The Russian-Western dichotomy would become more pronounced in his artistic maturity. Among the Russian composers of his generation, Tchaikovsky was the most firmly rooted in the Western Classical tradition, thus aesthetically distanced from his self-trained compatriots known as the Five (Balakirev, Borodin, Cui, Mussorgsky, Rimsky-Korsakov), who strived to create a distinctly Russian school of music. He was, in other words, not as Russian as the Russians; nor did he quite fit among the German Romantics (Brahms, et al.).
In the Serenade for Strings, Tchaikovsky seems to work out his cultural identity before our very ears. The Serenade demonstrates Western technique styled after Mozart—Tchaikovsky’s musical idol—and Beethoven.
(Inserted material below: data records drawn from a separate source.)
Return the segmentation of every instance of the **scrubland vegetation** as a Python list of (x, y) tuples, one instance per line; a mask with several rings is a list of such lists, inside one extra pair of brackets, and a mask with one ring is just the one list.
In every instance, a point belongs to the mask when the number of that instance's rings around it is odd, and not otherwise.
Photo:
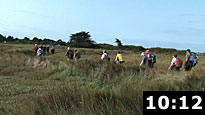
[[(140, 69), (140, 52), (123, 50), (125, 63), (114, 64), (117, 50), (102, 62), (99, 49), (79, 49), (67, 61), (66, 47), (36, 57), (33, 45), (0, 44), (0, 114), (141, 115), (143, 91), (204, 91), (205, 56), (190, 72), (171, 72), (170, 52), (157, 53), (153, 70)], [(184, 60), (184, 55), (179, 55)]]

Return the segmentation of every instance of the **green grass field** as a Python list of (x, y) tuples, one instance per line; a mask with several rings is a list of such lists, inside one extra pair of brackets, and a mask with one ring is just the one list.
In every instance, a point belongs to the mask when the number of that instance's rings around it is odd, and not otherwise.
[[(155, 68), (140, 70), (140, 52), (123, 51), (125, 63), (100, 60), (101, 50), (66, 47), (36, 57), (33, 45), (0, 44), (0, 114), (142, 114), (143, 91), (204, 91), (205, 56), (190, 72), (168, 71), (172, 54), (157, 54)], [(179, 55), (184, 60), (184, 55)]]

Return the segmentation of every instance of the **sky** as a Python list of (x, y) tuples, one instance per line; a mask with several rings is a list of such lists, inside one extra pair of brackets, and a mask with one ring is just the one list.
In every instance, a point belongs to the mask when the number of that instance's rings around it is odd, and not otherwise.
[(0, 34), (205, 52), (205, 0), (0, 0)]

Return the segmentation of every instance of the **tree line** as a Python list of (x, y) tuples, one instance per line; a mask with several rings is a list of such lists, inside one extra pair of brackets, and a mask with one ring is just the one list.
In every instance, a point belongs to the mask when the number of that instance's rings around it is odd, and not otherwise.
[[(91, 35), (89, 32), (82, 31), (78, 33), (74, 33), (70, 35), (70, 40), (65, 42), (61, 39), (59, 40), (52, 40), (52, 39), (40, 39), (34, 37), (30, 39), (28, 37), (24, 37), (23, 39), (15, 38), (13, 36), (3, 36), (0, 34), (0, 43), (9, 43), (9, 44), (39, 44), (39, 45), (61, 45), (61, 46), (70, 46), (75, 48), (96, 48), (96, 49), (107, 49), (107, 50), (131, 50), (135, 52), (143, 52), (146, 48), (142, 46), (134, 46), (134, 45), (123, 45), (121, 40), (115, 38), (115, 43), (117, 46), (111, 44), (97, 44), (94, 40), (91, 39)], [(149, 48), (150, 51), (156, 53), (166, 53), (166, 52), (182, 52), (177, 51), (176, 49), (169, 49), (169, 48)]]
[(61, 39), (55, 41), (48, 38), (40, 39), (34, 37), (30, 39), (28, 37), (24, 37), (23, 39), (15, 38), (13, 36), (3, 36), (0, 34), (0, 43), (8, 43), (8, 44), (50, 44), (50, 45), (66, 45), (66, 42), (62, 41)]

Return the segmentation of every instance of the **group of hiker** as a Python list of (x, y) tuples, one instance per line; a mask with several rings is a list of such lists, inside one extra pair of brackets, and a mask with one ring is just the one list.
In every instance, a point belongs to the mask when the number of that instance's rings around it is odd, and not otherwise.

It is, surmises musicologist Roland John Wiley, “as closely knit a motivic work as Tchaikovsky ever wrote.” The opening Pezzo in forma di Sonatina— an overt homage to Mozart in both form and character—begins with a descending melodic figure that unifies much of the work. The ascending scales that follow become the theme of the fetching second movement Walzer, and reappear in the introductory measures of the poignant Élégie.
The Serenade’s rollicking Finale is based on what Tchaikovsky identifies as a Tema Russo, yet derives from the motif that opens the Mozartian Pezzo in forma di Sonatina. Lest there be any doubt, the Russian theme slows to a verbatim reprise of the previous melody before the Serenade’s climactic end. Wiley interprets the Serenade as “an essay in Western/Russian rapprochement which favors Russian at the end.” It is also, more importantly, a sheer triumphant work. Tchaikovsky’s catharsis is our gain.